A proposal to levy a statewide 1 percent residential property tax would vault Illinoisans’ property tax burden to the highest of all 50 states.
The latest prescription for curing Illinois’ pension woes without reform? Crowning Illinois homeowners as the No. 1 property taxpayers in the nation.
Economists from the Federal Reserve Bank of Chicago released a report May 7 suggesting a 1 percent statewide residential property tax, on top of the property tax bills Illinoisans already pay. The revenue from this new property tax would go entirely toward paying down the state’s pension debt. (The report’s authors peg that debt at roughly $130 billion. Moody’s Investors Service has estimated it may be more than $250 billion.)
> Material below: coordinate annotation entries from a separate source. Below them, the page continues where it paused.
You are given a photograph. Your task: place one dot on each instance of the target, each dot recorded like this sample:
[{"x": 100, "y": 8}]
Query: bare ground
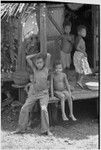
[{"x": 82, "y": 134}]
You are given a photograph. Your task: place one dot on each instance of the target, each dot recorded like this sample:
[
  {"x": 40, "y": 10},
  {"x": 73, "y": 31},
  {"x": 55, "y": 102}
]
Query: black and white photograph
[{"x": 50, "y": 75}]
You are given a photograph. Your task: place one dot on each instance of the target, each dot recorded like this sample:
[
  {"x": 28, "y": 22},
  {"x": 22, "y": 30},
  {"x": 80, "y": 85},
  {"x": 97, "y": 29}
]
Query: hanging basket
[{"x": 20, "y": 77}]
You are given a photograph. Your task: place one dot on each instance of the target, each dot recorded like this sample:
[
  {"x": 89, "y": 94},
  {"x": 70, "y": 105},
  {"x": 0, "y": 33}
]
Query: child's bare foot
[
  {"x": 73, "y": 118},
  {"x": 65, "y": 118},
  {"x": 80, "y": 84},
  {"x": 48, "y": 133}
]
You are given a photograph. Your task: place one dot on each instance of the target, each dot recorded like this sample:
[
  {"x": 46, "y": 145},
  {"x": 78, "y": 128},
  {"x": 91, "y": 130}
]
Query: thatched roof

Under the plan, owners of homes worth $250,000 would pay an additional $2,500 in property taxes for the next 30 years.
Experts at the nonpartisan Tax Foundation ran this proposal against their 2018 State Business Tax Climate Index. The results aren’t pretty.
Illinois currently ranks 45th in the nation for its property tax burden, according to the Tax Foundation, with property taxes amounting to 2.03 percent of median income, or $2,087 per capita.
If the Land of Lincoln implements this new 1 percent property tax, the Tax Foundation estimates Illinois’ property tax burden would fall behind every other state, ranking 50 out of 50. That ranking takes into account property tax collections per capita, property taxes as a percent of personal income and capital stock taxes.
In the wake of this proposal, state Rep. Jeanne Ives, R-Wheaton, introduced a House resolution opposing the passage of a new, statewide property tax in Illinois.
To their credit, Chicago Federal Reserve economists have done residents the favor of laying bare the magnitude of pain that pensions can inflict upon homeowners. That is, if lawmakers fail to alter the state’s constitution to allow for changes to benefits.
Illinoisans already saw property taxes grow six times faster than incomes from 2008-2015 – driven in no small part by rising pension costs at the local level and the state level, where those costs crowd out funding for core services.
And that’s what’s even more frightening than a proposal for a multibillion-dollar property tax hike: The fact that it wouldn’t even be enough to fix the state’s debt problem.
This additional tax would do nothing to address tens of billions of dollars of retiree health care costs at the state level, or the billions of dollars in local pension debtalready creating financial crises in places such as Harvey.
The stakes for pension reform have never been clearer for taxpayers and their elected officials: Amend the Illinois Constitution and restructure pension benefits, or face a world of hurt.